Folha - Alguns economistas apontavam que essa euforia dos investidores com os emergentes era uma bolha. A interrupção desse entusiasmo poderia ser um sinal de que essa bolha está murchando?
Loser -
Eu não gosto da palavra bolha, mas eu diria que houve uma minibolha. Vimos um aumento forte de movimentos no mercado de ações nos EUA e uma queda sistemática do risco-país. O sintoma principal do encolhimento dessa bolha é a alta do risco-país dos emergentes. Agora, estamos passando por um período de auto-ajuste, mas nada que cause grande preocupação. Não há semelhança entre a situação atual e os eventos de 2002 [grande retração da liquidez mundial] ou de 1998 [após a crise da Rússia].

Folha - Quanto tempo a instabilidade deve durar? O que acontecerá com os emergentes quando o Fed decidir de fato elevar os juros?
Loser -
A médio e longo prazos, vamos ver a melhoria nos mercados emergentes. Hoje [anteontem], vimos indicadores que mostram que a recuperação da economia americana não é tão forte, por isso acho que uma elevação [do Fed] não deve acontecer antes de seis meses. Os mercados já reagiram à possibilidade de o Fed aumentar os juros, por isso as coisas não devem piorar. Quando subirem os juros, deve haver um impacto positivo porque a incerteza a respeito do patamar da nova taxa vai terminar. Mas há outra questão em aberto.

Folha - Qual questão?
Loser -
O problema é se houver uma corrida contra o dólar. O enfraquecimento do dólar e essa situação de déficits fiscal e orçamentário dos EUA poderiam levar a um clima acentuado de desconfiança entre europeus, japoneses e chineses. Eles, então, poderiam começar a retirar os seus investimentos dos EUA de forma mais acelerada, mas ainda não vejo esse cenário. [Uma corrida] levaria a dois movimentos nos emergentes. O primeiro é positivo. Quando o dólar declina, os mercados que estão diretamente vinculados à moeda americana, como Brasil, Argentina e México, ganham mais competitividade na produção. O segundo é negativo. Uma fuga de investidores levaria o Fed a aumentar a taxa de juros nos EUA. Isso tornaria a obtenção de recursos e capitais para essas economias mais cara.
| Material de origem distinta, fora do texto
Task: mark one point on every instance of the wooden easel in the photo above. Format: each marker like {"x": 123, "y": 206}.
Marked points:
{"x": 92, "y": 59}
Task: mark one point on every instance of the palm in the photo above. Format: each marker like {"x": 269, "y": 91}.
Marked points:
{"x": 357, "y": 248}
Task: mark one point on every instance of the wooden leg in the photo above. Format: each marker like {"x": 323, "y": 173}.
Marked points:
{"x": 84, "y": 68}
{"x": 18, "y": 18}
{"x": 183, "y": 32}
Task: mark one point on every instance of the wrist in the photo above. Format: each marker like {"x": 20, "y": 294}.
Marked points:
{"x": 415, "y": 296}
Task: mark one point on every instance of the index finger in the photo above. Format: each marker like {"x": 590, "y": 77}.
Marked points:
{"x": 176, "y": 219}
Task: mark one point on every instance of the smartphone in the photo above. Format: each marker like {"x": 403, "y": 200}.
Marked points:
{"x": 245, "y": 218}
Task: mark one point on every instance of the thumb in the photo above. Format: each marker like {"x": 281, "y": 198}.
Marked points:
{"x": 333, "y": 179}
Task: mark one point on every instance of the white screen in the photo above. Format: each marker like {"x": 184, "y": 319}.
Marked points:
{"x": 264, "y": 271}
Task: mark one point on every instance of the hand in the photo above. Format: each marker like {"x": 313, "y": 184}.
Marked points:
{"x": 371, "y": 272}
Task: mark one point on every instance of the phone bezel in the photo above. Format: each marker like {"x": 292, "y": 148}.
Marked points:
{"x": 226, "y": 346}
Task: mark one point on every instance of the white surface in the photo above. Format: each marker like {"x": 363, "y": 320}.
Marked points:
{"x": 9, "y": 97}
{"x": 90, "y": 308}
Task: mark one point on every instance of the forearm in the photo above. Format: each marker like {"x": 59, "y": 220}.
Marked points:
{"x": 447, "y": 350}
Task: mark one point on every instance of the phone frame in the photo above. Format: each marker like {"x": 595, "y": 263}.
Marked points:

Folha - O sr. acredita no perigo de uma crise mais grave nos emergentes com a interrupção brusca de fluxos de capital para a região?
Loser -
Isso é sempre uma possibilidade, mas é muito pequena. Acredito mais numa diminuição de fluxos para esses mercados, mas nada muito dramático.

Folha - Quais os emergentes que teriam maior blindagem diante de uma situação de menor liquidez?
Loser -
Estou muito otimista com o Brasil, que está claramente numa posição muito boa. Tem uma situação fiscal muito boa e tem uma política monetária que conta com credibilidade. A taxa básica de juros deve cair gradualmente e a economia se mostra muito competitiva. Na Argentina, as coisas devem ir bem se conseguirem resolver o problema das negociações da dívida externa.

Folha - Mas a Ásia ainda continua melhor do que a América Latina...
Loser -
Sim. Os asiáticos, como China, Coréia do Sul e Índia, estão muito bem. A China está crescendo e tentando melhorar o seu sistema financeiro. Em linhas gerais, a América Latina ainda tem que trabalhar muito duro para fazer avançar as reformas estruturais.